I need to have some data members get some values when I create an instance of the DataContract on the client. This is not happening using constructors. I have searched through different forums and found we have to use [OnDeserializing] and [OnDeserialized] attributes. This is also not working. Can somebody suggest something here. The other alternative is creating constructors in the partial classes at the client side. I want to avoid that.

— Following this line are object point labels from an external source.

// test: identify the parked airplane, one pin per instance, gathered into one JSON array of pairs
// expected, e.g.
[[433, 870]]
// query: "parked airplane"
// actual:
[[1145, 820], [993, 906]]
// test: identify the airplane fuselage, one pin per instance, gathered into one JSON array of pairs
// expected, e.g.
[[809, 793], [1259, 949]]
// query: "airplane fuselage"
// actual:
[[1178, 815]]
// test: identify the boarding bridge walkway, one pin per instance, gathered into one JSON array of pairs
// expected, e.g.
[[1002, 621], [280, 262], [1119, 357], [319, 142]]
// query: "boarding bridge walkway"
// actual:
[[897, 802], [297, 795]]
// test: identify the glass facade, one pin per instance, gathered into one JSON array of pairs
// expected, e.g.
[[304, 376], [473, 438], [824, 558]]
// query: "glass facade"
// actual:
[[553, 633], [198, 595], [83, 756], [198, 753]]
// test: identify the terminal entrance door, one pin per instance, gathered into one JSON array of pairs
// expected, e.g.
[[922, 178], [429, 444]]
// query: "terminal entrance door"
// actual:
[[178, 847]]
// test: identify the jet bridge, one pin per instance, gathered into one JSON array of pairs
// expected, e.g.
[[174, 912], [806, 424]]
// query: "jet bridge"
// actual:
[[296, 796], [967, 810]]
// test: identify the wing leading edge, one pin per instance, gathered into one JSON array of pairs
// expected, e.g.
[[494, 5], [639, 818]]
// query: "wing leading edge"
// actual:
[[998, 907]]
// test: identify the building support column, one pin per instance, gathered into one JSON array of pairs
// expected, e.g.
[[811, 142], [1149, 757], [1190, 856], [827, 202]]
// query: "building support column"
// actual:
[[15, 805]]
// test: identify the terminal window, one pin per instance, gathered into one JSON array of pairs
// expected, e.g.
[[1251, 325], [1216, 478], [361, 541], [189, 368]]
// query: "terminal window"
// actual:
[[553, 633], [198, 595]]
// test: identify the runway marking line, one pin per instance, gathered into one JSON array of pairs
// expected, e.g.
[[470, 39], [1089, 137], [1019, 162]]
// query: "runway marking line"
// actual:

Please find the code below:
Server-side: Datacontract
[DataContract]
public class Account
{
private int mAccountId;
private string mAccountName;
public Account()
{
mAccountId = 5;
mAccountName = "ABC";
}
[OnDeserializing]
public void OnDeserializing(StreamingContext context)
{
mAccountId = 5;
mAccountName = "ABC";
}
[OnDeserialized]
public void OnDeserialized(StreamingContext context)
{
}
[DataMember]
public int AccountId
{
get
{
return mAccountId;
}
set
{
mAccountId = value;
}
}
[DataMember]
public string AccountName
{
get
{
return mAccountName;
}
set
{
mAccountName = value;
}
}
}
Client side – initialization
namespace TestClient
{
public partial class _Default : System.Web.UI.Page
{
protected void Page_Load(object sender, EventArgs e)
{
Account acc = new Account();
}
}
}
The code generator used to create WCF proxy classes creates compatible contract types, and doesn’t used the exact same type as used by the WCF service. The easiest way to achieve what you want, is to create the constructor yourself on your client, as the code generated is
partial:If you don’t want to do this, you can get WCF to reuse types that are already referenced by your client project. So if your data contract classes are in a separate library (as is recommended), you can reference that library and then reconfigure your WCF client project to reuse the shared types from the referenced assembly.